Three substantial ablations against this recipe each underperformed:

  • v9 — backbone swap to BioCLIP 2.5-H ViT-H/14 — regressed −2.5 pp top-1.
  • v10 — hierarchical genus-species sampler — regressed on macro-genus (cardinality-blind across genera).
  • v11 — auxiliary genus classification head — lifted genus-top-1 by +0.6 pp but regressed top-1 by −0.7 pp.

The lesson: at this scale, in this domain, the dominant variable is the label distribution. Architectural and auxiliary-objective changes that would help on a balanced dataset can actively hurt when the underlying label space is heavily skewed and noisy.

Errors are taxonomy-shaped

Observed v8 error distribution across WCVP rank distances vs. a uniform-random null over the 18,858-binomial prototype space. Same-genus errors are 58× more common than chance.

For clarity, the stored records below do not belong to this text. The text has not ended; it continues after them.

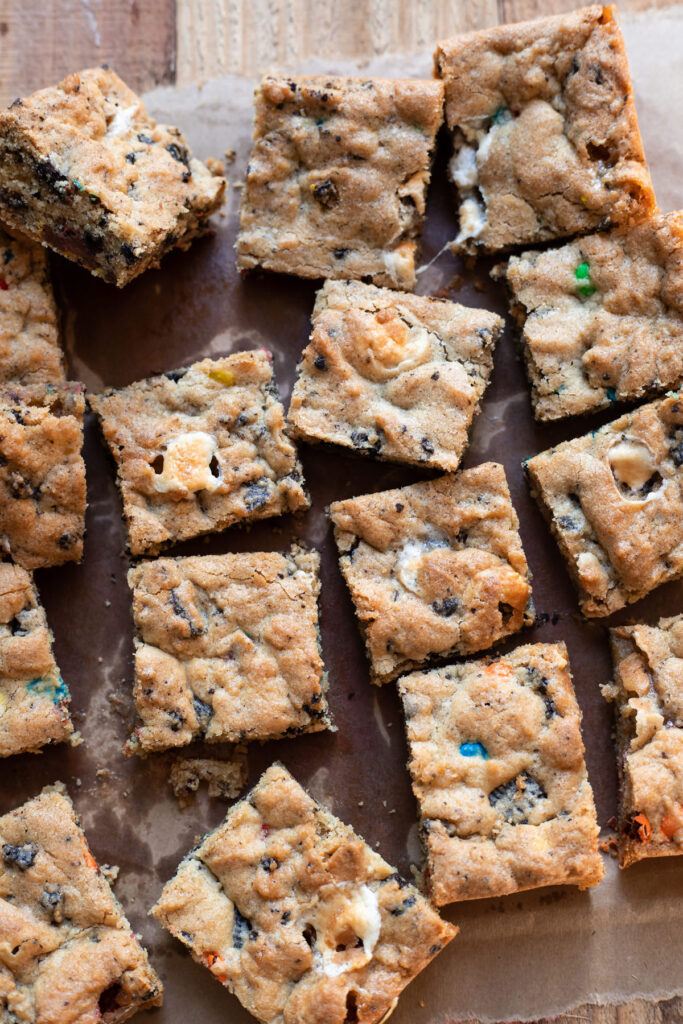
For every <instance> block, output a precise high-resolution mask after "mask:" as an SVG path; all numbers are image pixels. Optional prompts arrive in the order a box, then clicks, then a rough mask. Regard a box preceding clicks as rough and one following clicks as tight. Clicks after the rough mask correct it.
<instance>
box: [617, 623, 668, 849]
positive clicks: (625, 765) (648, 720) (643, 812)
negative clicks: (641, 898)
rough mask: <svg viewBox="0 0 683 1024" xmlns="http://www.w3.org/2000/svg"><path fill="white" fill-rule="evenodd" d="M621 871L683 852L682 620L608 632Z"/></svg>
mask: <svg viewBox="0 0 683 1024" xmlns="http://www.w3.org/2000/svg"><path fill="white" fill-rule="evenodd" d="M609 639H610V643H611V650H612V658H613V662H614V681H613V683H611V684H607V685H606V686H603V687H602V692H603V694H604V695H605V697H607V699H608V700H613V701H614V705H615V716H616V754H617V760H616V763H617V767H618V775H620V808H618V854H620V866H621V867H628V866H629V865H630V864H633V863H635V862H636V861H638V860H642V859H643V858H644V857H669V856H673V855H676V854H680V853H683V615H677V616H676V617H675V618H661V620H660V621H659V622H658V623H657V624H656V626H646V625H645V624H644V623H639V624H638V625H636V626H620V627H617V628H616V629H612V630H610V631H609Z"/></svg>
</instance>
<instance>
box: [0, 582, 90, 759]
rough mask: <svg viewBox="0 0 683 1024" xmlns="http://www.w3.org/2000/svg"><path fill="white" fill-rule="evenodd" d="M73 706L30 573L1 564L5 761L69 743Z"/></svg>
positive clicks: (2, 681)
mask: <svg viewBox="0 0 683 1024" xmlns="http://www.w3.org/2000/svg"><path fill="white" fill-rule="evenodd" d="M70 700H71V695H70V693H69V689H68V687H67V686H66V684H65V682H63V680H62V679H61V676H60V675H59V670H58V669H57V666H56V664H55V660H54V655H53V654H52V634H51V633H50V630H49V628H48V625H47V620H46V617H45V609H44V608H43V606H42V604H41V603H40V598H39V596H38V591H37V590H36V585H35V584H34V581H33V578H32V575H31V573H30V572H27V570H26V569H23V568H20V567H19V566H18V565H12V564H11V562H0V757H7V756H8V755H10V754H20V753H23V752H27V751H30V752H37V751H39V750H40V748H41V746H44V745H45V744H46V743H58V742H60V741H61V740H65V739H68V738H69V737H70V736H71V735H72V733H73V731H74V726H73V725H72V721H71V718H70V715H69V703H70Z"/></svg>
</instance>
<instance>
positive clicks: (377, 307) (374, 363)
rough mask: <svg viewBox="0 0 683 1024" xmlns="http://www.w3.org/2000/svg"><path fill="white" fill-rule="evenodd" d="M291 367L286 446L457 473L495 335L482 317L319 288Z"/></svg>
mask: <svg viewBox="0 0 683 1024" xmlns="http://www.w3.org/2000/svg"><path fill="white" fill-rule="evenodd" d="M312 325H313V331H312V334H311V337H310V342H309V344H308V346H307V348H305V349H304V352H303V357H302V361H301V364H300V366H299V377H298V380H297V382H296V384H295V385H294V391H293V393H292V402H291V404H290V411H289V414H288V421H289V423H290V424H291V426H292V430H293V433H294V436H295V437H300V438H302V439H304V440H307V441H328V442H331V443H334V444H341V445H343V446H344V447H349V449H353V450H354V451H356V452H361V453H366V454H370V455H373V456H376V457H377V458H379V459H389V460H393V461H395V462H409V463H413V464H420V465H421V464H424V465H427V466H434V467H435V468H437V469H443V470H455V469H457V468H458V466H459V464H460V461H461V459H462V456H463V453H464V451H465V449H466V446H467V443H468V433H469V429H470V427H471V425H472V420H473V419H474V417H475V415H476V414H477V412H478V409H479V402H480V400H481V397H482V395H483V392H484V390H485V388H486V385H487V383H488V377H489V375H490V371H492V368H493V364H494V358H493V351H494V346H495V345H496V342H497V341H498V339H499V337H500V335H501V333H502V331H503V327H504V323H503V321H502V319H501V317H500V316H497V315H496V314H495V313H490V312H488V311H487V310H486V309H471V308H469V307H467V306H461V305H457V304H456V303H455V302H446V301H444V300H442V299H430V298H425V297H423V296H418V295H410V294H408V293H404V292H402V293H401V292H393V291H390V290H389V289H383V288H375V287H374V286H373V285H364V284H361V283H360V282H357V281H352V282H341V281H328V282H326V284H325V286H324V287H323V289H322V290H321V291H319V292H318V293H317V298H316V300H315V307H314V309H313V317H312Z"/></svg>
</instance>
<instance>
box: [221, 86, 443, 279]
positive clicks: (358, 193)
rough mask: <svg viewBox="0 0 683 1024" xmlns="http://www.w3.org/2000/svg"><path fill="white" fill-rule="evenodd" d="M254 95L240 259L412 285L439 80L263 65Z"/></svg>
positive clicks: (238, 248)
mask: <svg viewBox="0 0 683 1024" xmlns="http://www.w3.org/2000/svg"><path fill="white" fill-rule="evenodd" d="M255 102H256V115H255V126H254V147H253V151H252V155H251V159H250V162H249V167H248V169H247V180H246V183H245V187H244V190H243V193H242V209H241V213H240V224H241V229H240V236H239V238H238V266H239V267H240V268H242V269H247V270H249V269H252V268H254V267H257V266H258V267H263V268H264V269H266V270H280V271H282V272H284V273H294V274H298V275H299V276H300V278H343V279H353V278H369V279H370V280H372V281H373V282H374V283H375V284H376V285H387V286H388V287H390V288H405V289H409V290H411V289H412V288H413V287H414V285H415V260H416V252H417V248H418V243H419V241H420V236H421V233H422V222H423V220H424V215H425V196H426V191H427V185H428V184H429V178H430V174H431V160H432V154H433V150H434V139H435V137H436V132H437V131H438V128H439V126H440V124H441V121H442V120H443V110H442V109H443V86H442V85H441V83H440V82H435V81H429V80H421V79H412V80H404V81H389V80H382V79H360V78H333V77H330V76H326V77H318V78H291V77H290V78H285V77H282V76H275V75H267V76H266V77H265V78H264V79H263V81H262V82H261V85H260V87H259V88H258V89H257V90H256V100H255Z"/></svg>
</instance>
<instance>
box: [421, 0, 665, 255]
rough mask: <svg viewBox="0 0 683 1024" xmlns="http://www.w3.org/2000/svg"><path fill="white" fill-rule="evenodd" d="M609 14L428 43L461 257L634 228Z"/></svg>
mask: <svg viewBox="0 0 683 1024" xmlns="http://www.w3.org/2000/svg"><path fill="white" fill-rule="evenodd" d="M615 18H616V11H615V8H614V7H602V6H598V5H596V6H593V7H585V8H583V9H582V10H577V11H573V12H572V13H569V14H561V15H559V16H556V17H544V18H540V19H539V20H536V22H523V23H520V24H518V25H502V26H499V27H498V28H494V29H485V30H483V31H481V32H473V33H471V34H469V35H464V36H459V37H457V38H456V39H452V40H449V41H447V42H444V43H441V44H439V46H438V48H437V50H436V54H435V61H436V71H437V74H438V75H440V77H441V78H442V79H443V81H444V85H445V117H446V122H447V125H449V128H450V129H451V131H452V132H453V139H454V156H453V158H452V161H451V164H450V175H451V178H452V180H453V182H454V183H455V184H456V185H457V187H458V193H459V200H460V206H459V214H460V231H459V233H458V237H457V239H456V240H455V243H454V246H455V248H456V250H459V251H461V252H468V253H474V252H496V251H497V250H502V249H509V248H510V247H511V246H517V245H523V244H528V243H529V242H530V243H533V242H545V241H547V240H549V239H557V238H562V237H564V236H567V234H580V233H582V234H583V233H586V232H587V231H594V230H596V229H600V230H603V229H605V228H607V227H611V226H613V225H615V224H623V223H631V222H635V221H638V220H645V219H646V218H647V216H648V215H649V214H651V213H653V212H654V209H655V200H654V193H653V191H652V184H651V181H650V176H649V174H648V171H647V168H646V166H645V155H644V153H643V146H642V142H641V139H640V132H639V130H638V121H637V118H636V109H635V105H634V101H633V89H632V86H631V78H630V75H629V66H628V61H627V56H626V50H625V47H624V40H623V38H622V33H621V31H620V29H618V26H617V24H616V19H615Z"/></svg>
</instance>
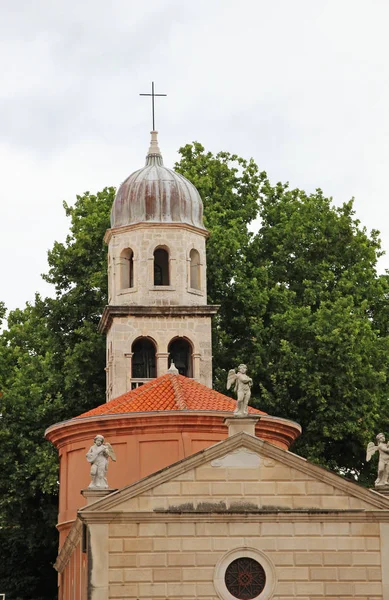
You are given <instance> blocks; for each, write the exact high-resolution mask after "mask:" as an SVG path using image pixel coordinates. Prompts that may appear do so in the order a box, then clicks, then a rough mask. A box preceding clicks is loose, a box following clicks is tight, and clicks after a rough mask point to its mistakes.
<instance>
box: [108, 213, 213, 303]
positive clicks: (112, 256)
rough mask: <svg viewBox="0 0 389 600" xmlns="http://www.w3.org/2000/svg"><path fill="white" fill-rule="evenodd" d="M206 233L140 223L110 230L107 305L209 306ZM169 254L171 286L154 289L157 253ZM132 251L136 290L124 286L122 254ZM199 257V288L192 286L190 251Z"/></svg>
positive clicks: (108, 263)
mask: <svg viewBox="0 0 389 600" xmlns="http://www.w3.org/2000/svg"><path fill="white" fill-rule="evenodd" d="M207 236H208V233H207V231H205V230H204V229H198V228H196V227H192V226H190V225H185V224H178V223H170V224H164V225H163V224H161V223H138V224H135V225H128V226H127V227H120V228H118V229H110V230H108V232H107V235H106V238H105V240H106V242H107V243H108V302H109V304H113V305H132V304H136V305H138V306H177V305H182V306H190V305H203V304H206V303H207V283H206V257H205V239H206V237H207ZM157 248H163V249H165V250H167V251H168V254H169V267H170V268H169V271H170V285H168V286H154V280H153V278H154V270H153V265H154V257H153V254H154V250H155V249H157ZM127 249H131V250H132V252H133V265H134V276H133V287H131V288H128V287H123V286H122V281H121V280H122V277H121V269H122V267H123V262H124V261H125V259H124V258H123V251H125V250H127ZM191 250H197V251H198V253H199V255H200V261H199V270H200V286H199V289H194V288H191V286H190V252H191Z"/></svg>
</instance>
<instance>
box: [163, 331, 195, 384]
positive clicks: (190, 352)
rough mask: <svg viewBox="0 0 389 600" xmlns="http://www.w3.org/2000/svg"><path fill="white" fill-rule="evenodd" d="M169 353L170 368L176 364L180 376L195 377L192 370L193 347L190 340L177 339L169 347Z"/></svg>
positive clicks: (183, 338)
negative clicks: (171, 364)
mask: <svg viewBox="0 0 389 600" xmlns="http://www.w3.org/2000/svg"><path fill="white" fill-rule="evenodd" d="M168 352H169V367H170V365H171V364H172V362H174V365H175V367H176V368H177V369H178V372H179V373H180V375H185V377H193V375H192V373H193V369H192V347H191V345H190V343H189V342H188V340H185V339H184V338H176V339H175V340H172V341H171V342H170V344H169V347H168Z"/></svg>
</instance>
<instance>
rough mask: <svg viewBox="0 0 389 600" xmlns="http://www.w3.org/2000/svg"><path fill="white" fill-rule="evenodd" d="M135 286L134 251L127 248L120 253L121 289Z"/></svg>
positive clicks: (122, 289)
mask: <svg viewBox="0 0 389 600" xmlns="http://www.w3.org/2000/svg"><path fill="white" fill-rule="evenodd" d="M131 287H134V253H133V251H132V250H131V248H126V249H125V250H122V252H121V253H120V289H122V290H126V289H127V288H131Z"/></svg>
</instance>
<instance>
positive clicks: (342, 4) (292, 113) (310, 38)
mask: <svg viewBox="0 0 389 600" xmlns="http://www.w3.org/2000/svg"><path fill="white" fill-rule="evenodd" d="M2 13H3V14H2V15H1V19H0V22H1V25H0V27H1V31H0V72H1V74H2V75H1V77H2V85H1V88H0V134H1V135H0V168H1V173H2V185H1V188H0V202H1V206H2V208H3V210H2V220H1V230H2V235H1V237H0V239H1V242H0V244H1V248H0V250H1V253H2V257H3V260H2V261H1V281H2V282H3V285H2V287H1V290H0V298H1V299H2V300H4V301H5V302H6V304H7V305H8V307H10V308H12V307H15V306H22V305H23V303H24V302H25V301H26V300H28V299H30V300H31V299H33V296H34V293H35V291H36V290H39V291H41V292H42V293H44V294H46V293H48V290H49V287H48V286H46V285H45V284H44V283H43V282H42V281H41V280H40V273H41V272H42V271H45V270H46V264H45V263H46V252H47V249H48V248H50V247H51V246H52V244H53V242H54V240H56V239H63V238H64V236H65V234H66V231H67V226H68V225H67V223H66V220H65V216H64V213H63V209H62V200H63V199H66V200H67V201H68V202H72V201H73V200H74V198H75V195H76V194H80V193H82V192H84V191H85V190H86V189H88V190H90V191H97V190H98V189H101V188H103V187H104V186H106V185H118V184H119V183H120V182H121V181H122V180H123V179H124V178H125V177H126V176H127V175H128V174H129V173H130V172H131V171H132V170H135V169H137V168H138V167H139V166H141V165H142V163H143V159H144V155H145V152H146V149H147V146H148V132H149V129H150V112H149V104H148V100H147V99H145V98H140V97H139V93H140V92H147V91H148V89H149V86H150V82H151V80H154V81H155V82H156V86H157V91H160V92H164V93H167V94H168V98H162V99H160V100H159V101H158V105H157V128H159V130H160V143H161V148H162V150H163V153H164V158H165V162H166V164H169V165H171V164H172V163H173V162H174V160H175V159H176V157H177V155H176V151H177V149H178V147H179V146H180V145H182V144H185V143H187V142H189V141H192V140H194V139H197V140H199V141H201V142H202V143H203V144H204V145H205V146H206V147H207V148H209V149H210V150H212V151H218V150H221V149H223V150H230V151H232V152H236V153H238V154H241V155H243V156H253V157H254V158H255V159H256V160H257V162H258V163H259V165H260V168H261V169H265V170H267V171H268V173H269V175H270V177H271V179H272V180H273V181H274V180H289V181H290V182H291V185H293V186H296V187H300V188H303V189H306V190H307V191H311V190H313V189H315V188H316V187H321V188H322V189H323V190H324V192H325V193H326V194H327V195H332V196H333V197H334V200H335V201H336V202H337V203H340V202H342V201H344V200H348V199H349V198H350V197H351V196H352V195H354V196H355V197H356V209H357V216H358V217H359V218H360V220H361V221H362V223H363V224H365V225H366V226H367V227H368V228H369V229H371V228H378V229H380V230H381V231H382V238H383V241H384V246H385V247H386V248H387V249H388V248H389V224H388V223H389V222H388V219H387V216H388V214H387V213H388V210H389V209H388V208H387V207H388V202H387V201H386V195H387V192H386V178H385V175H386V168H387V164H388V162H389V148H388V142H387V140H388V139H389V117H388V110H387V106H389V81H388V76H387V64H386V63H387V56H388V53H389V40H388V36H387V32H386V24H387V21H388V17H389V7H388V4H387V2H386V0H382V1H378V0H376V1H374V0H371V1H370V2H369V3H366V2H365V1H364V0H342V2H339V1H338V0H321V2H312V0H294V1H293V2H291V1H290V0H241V1H240V2H239V3H238V2H236V0H207V1H206V0H198V1H197V2H196V3H189V2H182V1H178V0H174V1H173V0H172V1H164V0H149V1H148V2H145V3H139V2H137V1H136V2H135V0H133V1H128V0H113V1H112V2H110V3H107V2H103V1H102V0H93V1H85V2H81V3H76V2H75V1H74V0H73V2H72V1H71V2H68V3H67V4H64V3H62V2H59V1H57V2H52V1H49V0H36V1H35V2H27V0H19V1H17V0H16V1H15V2H13V3H12V4H11V3H8V5H7V6H6V7H3V8H2ZM26 264H27V265H28V268H27V269H25V270H24V271H23V276H22V277H21V276H20V273H21V271H20V269H19V268H16V269H15V266H16V265H17V266H19V265H26ZM381 265H382V267H384V266H389V259H384V260H383V261H382V262H381ZM14 273H18V275H17V276H15V275H14Z"/></svg>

When v8 is wrong, it’s wrong in a structured way. Bucketing errors by WCVP rank distance between the true and predicted class:

rank distance observed null lift over null
same genus (d=1) 90.1% 1.6% 58×
same tribe (d=2) 4.8% 14.8% 0.32×
same subfamily (d=3) 2.3% 20.4% 0.11×
diff subfamily (d=4) 0.3% 51.9% 0.01×

Errors at d=1 are 58× more common than chance; cross-subfamily mistakes are essentially absent. The right framing for downstream consumers of v8’s top-1 prediction is “this genus, probably this species” rather than as a hard species label. The model’s effective competence is at the genus level, with a residual species-level disambiguation problem in cryptic-species complexes.

Status

The frozen image encoder is being prepared for public release as a foundation embedding for downstream orchid tasks. A draft paper and the full v9–v11 negative-result ablations are in musharna/orchid-sdxl. The cover figure on this page is a UMAP projection of v8 species centroids colored by WCVP subfamily — Cypripedioideae and Vanilloideae form clean islands while the two megadiverse subfamilies (Epidendroideae and Orchidoideae) partially overlap. That overlap is the natural target for the v12 hierarchical-distance-weighted contrastive loss currently in training.